-
Notifications
You must be signed in to change notification settings - Fork 1.5k
Description
Describe the bug
Doing an FFT on array lengths 2^(21) and 2^(22) results in a kernel failure, but larger array sizes work.
To Reproduce
A simple script to reproduce:
import mlx.core as mx
size = int(2**21)
x = mx.ones(size)
mx.eval(mx.fft.fft(x, stream=mx.gpu))This will result in the following error:
Terminating due to uncaught exception: [metal::Device] Unable to load function four_step_mem_8192_float2_float2_0_false
Function four_step_mem_8192_float2_float2_0_false was not found in the library
Abort trap: 6A similar thing happens for an array that is 2**22 long. However, the code succeeds for arrays that have length 2**23, 2**24, 2**25, etc., up to 2**28. (I don't have enough memory to test beyond that.) By "succeed" I mean the function runs without failure. I haven't checked that the output is actually correct.
Expected behavior
The FFT should work for 2**21 and 2**22 if larger array sizes work. At the very least, the error should be caught appropriately with a more graceful exit.

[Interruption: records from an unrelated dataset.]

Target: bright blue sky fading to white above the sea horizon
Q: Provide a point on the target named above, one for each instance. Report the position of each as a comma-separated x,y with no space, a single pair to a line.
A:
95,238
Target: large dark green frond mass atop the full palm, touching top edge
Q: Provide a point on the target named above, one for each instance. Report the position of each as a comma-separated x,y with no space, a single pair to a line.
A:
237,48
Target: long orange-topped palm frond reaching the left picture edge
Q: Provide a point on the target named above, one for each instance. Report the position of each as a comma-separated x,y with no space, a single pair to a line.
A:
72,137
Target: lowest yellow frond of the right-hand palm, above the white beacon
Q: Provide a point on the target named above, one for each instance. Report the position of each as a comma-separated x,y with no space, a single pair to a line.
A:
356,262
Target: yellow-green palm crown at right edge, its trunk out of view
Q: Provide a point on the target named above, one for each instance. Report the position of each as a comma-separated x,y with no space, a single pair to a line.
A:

Desktop (please complete the following information):
- OS Version: MacOS 15.1.1
- Version 0.22.0
Additional context
Digging into the code a bit I can see why it's failing. For a size of 2**21, plan.n1 here will get set to 2048. Later on, that will cause threadgroup_mem_size to get set to 8192 here. However, I don't know why that doesn't cause the assert at line 641 to raise an error.
I see the comment at line 640 that // FFTs up to 2^20 are currently supported, so I'm not sure why the 2^23 FFTs are running. Even if the assert worked properly, why the limit of 2^20? In the research application we're trying to use this for we will be evaluating arrays of 2^21 - 2^25, so it would be ideal if these array sizes could be handled.